Basının/medyanın dijitalleşmesi bu işin teknolojisinde, mecraların yapısında önemli değişimlere yol açtı. Hem fırsatlar var yarattığı hem de tehditler. Ancak, teknoloji insanlık tarihi boyunca hep gelişti. İnsanın en büyük icadı olan tekerlekten bu yana sürekli yeni icatlar oldu ve insan hayatın her alanında o gelişmelere ayak uydurdu. Bu doğal ve kaçınılmaz. Büyük değişim ve dönüşüm dediğimiz bu şeyler içinde gazetecilik açısından değişmemesi, değişmeyecek şeyler var. Asıl sorun onların değişmesi, kaybolması. "GAZETECİLİK DOĞRUYU SÖYLEME MESLEĞİDİR" Yerel, ulusal ya da uluslararası, dijital ya da geleneksel, hangi mecrada olursa olsun gazetecilik doğruyu söyleme mesleğidir. Doğruya ve gerçeğe sadakat değişmemeli. Soru sormak ve merak etmek değişmemeli. Okumak, araştırmak, kendini bilgiyle donatıp belli alanlarda uzmanlaşmak değişmemeli. Bütün bunlarla donanmış bir gazetecinin iyi bir hikaye anlatıcısı olması gereği hep var olmalı. Bence odaklanmamız gereken yer burası. Onun dışında, her alanda sürekli yeni teknolojiler gelecek ve biz onları kullanarak işimizi yapacağız.
  • Türkiye’de internet haberciliğinin bugünkü durumunu nasıl buluyorsunuz?
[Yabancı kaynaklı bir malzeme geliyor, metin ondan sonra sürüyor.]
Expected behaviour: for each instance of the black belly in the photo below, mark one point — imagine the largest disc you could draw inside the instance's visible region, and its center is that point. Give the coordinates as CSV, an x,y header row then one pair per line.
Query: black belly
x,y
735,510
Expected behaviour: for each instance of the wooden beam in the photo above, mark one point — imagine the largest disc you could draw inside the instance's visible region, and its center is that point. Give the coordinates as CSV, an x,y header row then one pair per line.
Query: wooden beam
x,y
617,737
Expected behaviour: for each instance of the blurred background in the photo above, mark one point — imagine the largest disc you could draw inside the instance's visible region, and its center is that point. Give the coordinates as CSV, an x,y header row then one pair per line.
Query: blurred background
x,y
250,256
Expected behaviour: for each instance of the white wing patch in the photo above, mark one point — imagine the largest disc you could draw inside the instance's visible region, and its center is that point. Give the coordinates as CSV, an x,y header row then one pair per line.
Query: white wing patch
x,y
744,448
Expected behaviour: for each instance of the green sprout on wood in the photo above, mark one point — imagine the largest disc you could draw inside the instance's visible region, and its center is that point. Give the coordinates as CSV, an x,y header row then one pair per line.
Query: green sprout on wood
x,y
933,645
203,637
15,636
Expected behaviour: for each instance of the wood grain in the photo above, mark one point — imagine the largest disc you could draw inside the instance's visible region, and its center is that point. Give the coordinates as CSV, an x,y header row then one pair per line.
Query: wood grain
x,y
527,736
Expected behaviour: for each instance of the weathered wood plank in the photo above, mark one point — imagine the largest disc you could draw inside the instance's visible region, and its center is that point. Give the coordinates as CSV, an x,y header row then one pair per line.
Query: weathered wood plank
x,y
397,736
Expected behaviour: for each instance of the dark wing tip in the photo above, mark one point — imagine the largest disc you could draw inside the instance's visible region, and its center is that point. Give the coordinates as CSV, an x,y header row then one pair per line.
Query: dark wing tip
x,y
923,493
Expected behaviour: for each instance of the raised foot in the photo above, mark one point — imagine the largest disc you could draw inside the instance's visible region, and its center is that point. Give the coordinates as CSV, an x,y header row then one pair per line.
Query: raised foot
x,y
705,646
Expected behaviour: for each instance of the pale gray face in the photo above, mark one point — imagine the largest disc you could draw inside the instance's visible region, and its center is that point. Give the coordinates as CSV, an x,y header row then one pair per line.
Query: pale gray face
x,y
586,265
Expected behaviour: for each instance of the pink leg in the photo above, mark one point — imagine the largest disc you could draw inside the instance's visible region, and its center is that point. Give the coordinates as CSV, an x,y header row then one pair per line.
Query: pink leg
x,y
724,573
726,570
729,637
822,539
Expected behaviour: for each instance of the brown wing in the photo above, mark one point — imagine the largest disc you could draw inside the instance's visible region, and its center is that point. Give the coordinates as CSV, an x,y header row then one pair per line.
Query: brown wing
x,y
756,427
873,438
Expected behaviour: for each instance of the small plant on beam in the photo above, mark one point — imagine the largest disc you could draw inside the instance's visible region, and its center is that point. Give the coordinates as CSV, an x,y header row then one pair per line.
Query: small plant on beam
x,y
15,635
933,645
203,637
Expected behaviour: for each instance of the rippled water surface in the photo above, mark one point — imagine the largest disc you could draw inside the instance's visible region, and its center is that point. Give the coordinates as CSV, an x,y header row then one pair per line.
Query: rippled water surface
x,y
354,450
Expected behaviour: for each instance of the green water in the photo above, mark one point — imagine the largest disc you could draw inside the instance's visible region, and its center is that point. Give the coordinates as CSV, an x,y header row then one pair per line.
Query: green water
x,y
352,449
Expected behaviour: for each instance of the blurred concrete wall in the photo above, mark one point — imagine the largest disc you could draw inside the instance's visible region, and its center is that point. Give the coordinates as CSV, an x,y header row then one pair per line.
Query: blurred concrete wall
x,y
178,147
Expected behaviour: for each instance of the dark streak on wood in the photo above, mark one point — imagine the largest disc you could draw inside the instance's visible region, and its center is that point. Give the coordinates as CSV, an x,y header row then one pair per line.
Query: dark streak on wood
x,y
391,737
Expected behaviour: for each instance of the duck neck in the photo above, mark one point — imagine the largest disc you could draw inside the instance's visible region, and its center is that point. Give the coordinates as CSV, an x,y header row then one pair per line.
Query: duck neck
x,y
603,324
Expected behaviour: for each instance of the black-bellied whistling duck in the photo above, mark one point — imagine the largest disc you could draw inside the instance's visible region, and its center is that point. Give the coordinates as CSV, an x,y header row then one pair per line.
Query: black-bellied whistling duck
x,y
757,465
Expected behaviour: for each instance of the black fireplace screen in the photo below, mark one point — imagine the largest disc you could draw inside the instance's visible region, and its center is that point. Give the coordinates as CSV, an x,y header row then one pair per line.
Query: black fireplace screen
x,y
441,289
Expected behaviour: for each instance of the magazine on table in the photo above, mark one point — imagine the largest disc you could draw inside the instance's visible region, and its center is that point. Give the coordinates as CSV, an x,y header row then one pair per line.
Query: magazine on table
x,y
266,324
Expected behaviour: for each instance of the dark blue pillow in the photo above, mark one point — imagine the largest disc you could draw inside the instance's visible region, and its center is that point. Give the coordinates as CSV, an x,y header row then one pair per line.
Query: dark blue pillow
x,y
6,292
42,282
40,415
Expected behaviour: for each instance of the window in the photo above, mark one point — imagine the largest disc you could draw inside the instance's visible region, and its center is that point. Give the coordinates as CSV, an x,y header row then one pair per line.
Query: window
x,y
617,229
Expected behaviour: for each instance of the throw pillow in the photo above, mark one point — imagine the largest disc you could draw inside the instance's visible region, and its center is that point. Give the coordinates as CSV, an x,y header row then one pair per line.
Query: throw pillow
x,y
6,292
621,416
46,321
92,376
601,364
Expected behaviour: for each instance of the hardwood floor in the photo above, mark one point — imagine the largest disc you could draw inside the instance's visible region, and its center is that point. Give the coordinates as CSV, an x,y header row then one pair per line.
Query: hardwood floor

Ne yazık ki, özdenetimin ve editoryal kontrolün yerleşmediği bir alan. Berber dedikoduları önemli habermiş gibi yayılıyor. Ancak, çok nitelikli örnekler de var. Olumsuzluklar internet haberciliğini reddetmeyi gerektirmiyor. Tersine önemli bir fırsat. Onu gazeteciliğin temel kurallarına ve etik ilkelerine uygun yaptığınızda internet haberciliğinin gazetecilik için son derece geniş fırsat ve olanaklar sunduğu tartışmasız.
  • Türkiye’de internet medyasının bir yönetmeliğinin olmamasını neye bağlıyorsunuz? 
Bu yalnızca Türkiye’ye özgü bir durum değil. Bu alanda düzenlemeler yavaş yavaş geliyor. Mevcut siyasi iklimde iktidarın getirdiği ve getirmeye çalıştığı kurallar da var. Onların ifade ve iletişim özgürlüğü yarardan çok zarar getirmesi gibi bir durumla da karşı karşıyayız.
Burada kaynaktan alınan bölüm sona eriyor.